Docushare to Market:
Putting People on the Same Page
Tayloe Stansbury, Vice President, Document Management
Systems (DMS), Xerox Production Systems Group
Harry Wheelis and Kurt Hanselman, Employment Development Department, State
of California
Abstract:
DocuShare is an affordable web-based solution for managing and sharing
information across organizational and system boundaries. It allows users
to store, retrieve, and update documents in many file formats and enables
cross-platform access to shared documents. In this presentation, Mr. Stansbury
will explore the extraordinary collaboration between Xerox research and
product teams that brought DocuShare from research lab prototype to shipped,
marketed, sold, and supported product in six months.
To illustrate the strength of their product, Mr. Stansbury has invited a guest to discuss the successful implementation of DocuShare on their Intranet. The Employment Development Department of the State of California loaded DocuShare on a development server on July 2, 1997. Approximately one month later DocuShare was loaded on a production Intranet server. The service has been successful as a tool to expand the concept of the utility of the Intranet, as well as a practical tool for involving non-technical internal customers in the building of the Intranet information structure.

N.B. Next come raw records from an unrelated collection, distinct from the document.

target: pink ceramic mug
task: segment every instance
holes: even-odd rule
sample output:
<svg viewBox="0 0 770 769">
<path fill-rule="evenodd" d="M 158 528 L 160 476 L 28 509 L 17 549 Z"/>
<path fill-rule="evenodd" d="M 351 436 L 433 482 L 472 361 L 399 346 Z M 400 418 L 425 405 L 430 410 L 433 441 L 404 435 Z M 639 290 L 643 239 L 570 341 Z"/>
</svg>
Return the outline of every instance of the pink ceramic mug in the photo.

Some 75 authors have already loaded 900 data files on the server ranging in size from one printed page to major operational manuals.
Biography:
Tayloe Stansbury is vice president, Document Management Systems (DMS), in the Xerox Production Systems Group. DMS products include DocuShare, InterDoc, Visual Recall, and GlobalView. Prior to his tenure with DMS, Tayloe was an engineering manager at Borland International, a team leader and architect at Sun Microsystems, and a researcher at Xerox PARC.

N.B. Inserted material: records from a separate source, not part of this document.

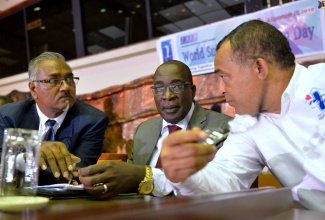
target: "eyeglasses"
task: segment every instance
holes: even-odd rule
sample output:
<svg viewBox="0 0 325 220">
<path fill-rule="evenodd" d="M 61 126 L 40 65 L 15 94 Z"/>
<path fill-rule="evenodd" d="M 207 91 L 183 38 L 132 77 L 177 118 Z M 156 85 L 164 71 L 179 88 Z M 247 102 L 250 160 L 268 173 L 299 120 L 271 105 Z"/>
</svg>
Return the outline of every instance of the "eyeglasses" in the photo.
<svg viewBox="0 0 325 220">
<path fill-rule="evenodd" d="M 177 82 L 172 84 L 154 85 L 151 86 L 150 89 L 152 90 L 154 95 L 162 95 L 166 92 L 166 88 L 168 87 L 172 93 L 177 94 L 184 91 L 185 85 L 192 85 L 192 83 Z"/>
<path fill-rule="evenodd" d="M 79 77 L 67 77 L 67 78 L 61 78 L 61 79 L 42 79 L 42 80 L 32 80 L 32 82 L 40 82 L 40 83 L 47 83 L 51 87 L 57 87 L 60 86 L 63 82 L 63 80 L 70 86 L 74 86 L 78 84 Z"/>
</svg>

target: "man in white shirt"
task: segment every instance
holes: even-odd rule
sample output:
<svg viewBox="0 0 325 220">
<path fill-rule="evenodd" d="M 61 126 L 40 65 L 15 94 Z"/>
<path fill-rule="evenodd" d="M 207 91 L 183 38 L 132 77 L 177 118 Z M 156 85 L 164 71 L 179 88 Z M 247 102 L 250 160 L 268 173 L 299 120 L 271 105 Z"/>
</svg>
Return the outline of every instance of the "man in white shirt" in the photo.
<svg viewBox="0 0 325 220">
<path fill-rule="evenodd" d="M 176 194 L 247 189 L 267 166 L 299 207 L 325 211 L 325 65 L 307 69 L 294 60 L 283 34 L 259 20 L 219 42 L 215 73 L 238 114 L 233 124 L 256 121 L 233 130 L 215 157 L 197 143 L 205 138 L 200 129 L 168 136 L 161 158 Z"/>
<path fill-rule="evenodd" d="M 194 101 L 196 87 L 191 71 L 184 63 L 176 60 L 163 63 L 157 68 L 153 80 L 151 89 L 160 116 L 137 127 L 128 163 L 108 161 L 79 170 L 84 187 L 98 198 L 126 192 L 169 195 L 173 190 L 160 166 L 159 154 L 162 140 L 174 131 L 172 128 L 217 130 L 228 127 L 231 117 L 203 109 Z M 218 143 L 218 147 L 221 145 L 222 142 Z"/>
</svg>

Harry Wheelis holds degrees in bacteriology and theater arts. He has a varied background ranging from commercial radio and television production to programmer and IT analyst with the Employment Development Department. During his 19 years with the EDD, he has developed desktop applications and systems across all computing platforms within the EDD. He is currently involved in identifying and implementing the IT architecture(s) that will further this development.

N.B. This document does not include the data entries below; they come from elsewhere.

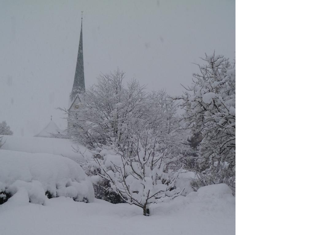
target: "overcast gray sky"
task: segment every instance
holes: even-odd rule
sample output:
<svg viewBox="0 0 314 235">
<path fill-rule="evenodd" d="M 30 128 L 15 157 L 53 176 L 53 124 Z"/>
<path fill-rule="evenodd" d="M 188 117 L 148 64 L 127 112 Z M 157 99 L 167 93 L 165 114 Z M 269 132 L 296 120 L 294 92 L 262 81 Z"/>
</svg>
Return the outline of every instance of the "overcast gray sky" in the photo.
<svg viewBox="0 0 314 235">
<path fill-rule="evenodd" d="M 33 136 L 65 120 L 74 78 L 81 11 L 85 86 L 118 66 L 172 95 L 191 84 L 205 52 L 235 56 L 235 2 L 0 1 L 0 122 Z"/>
</svg>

Kurt Hanselman has an advanced degree in social anthropology and has been working for the Employment Development Department for two decades. He has held a variety of positions in the areas of economic research and IT. He was one of the designers of the EDD's first modern statewide, automated service and a member of the team that created the EDD's Information Center in 1982. He has been working on customer/user driven IT services since.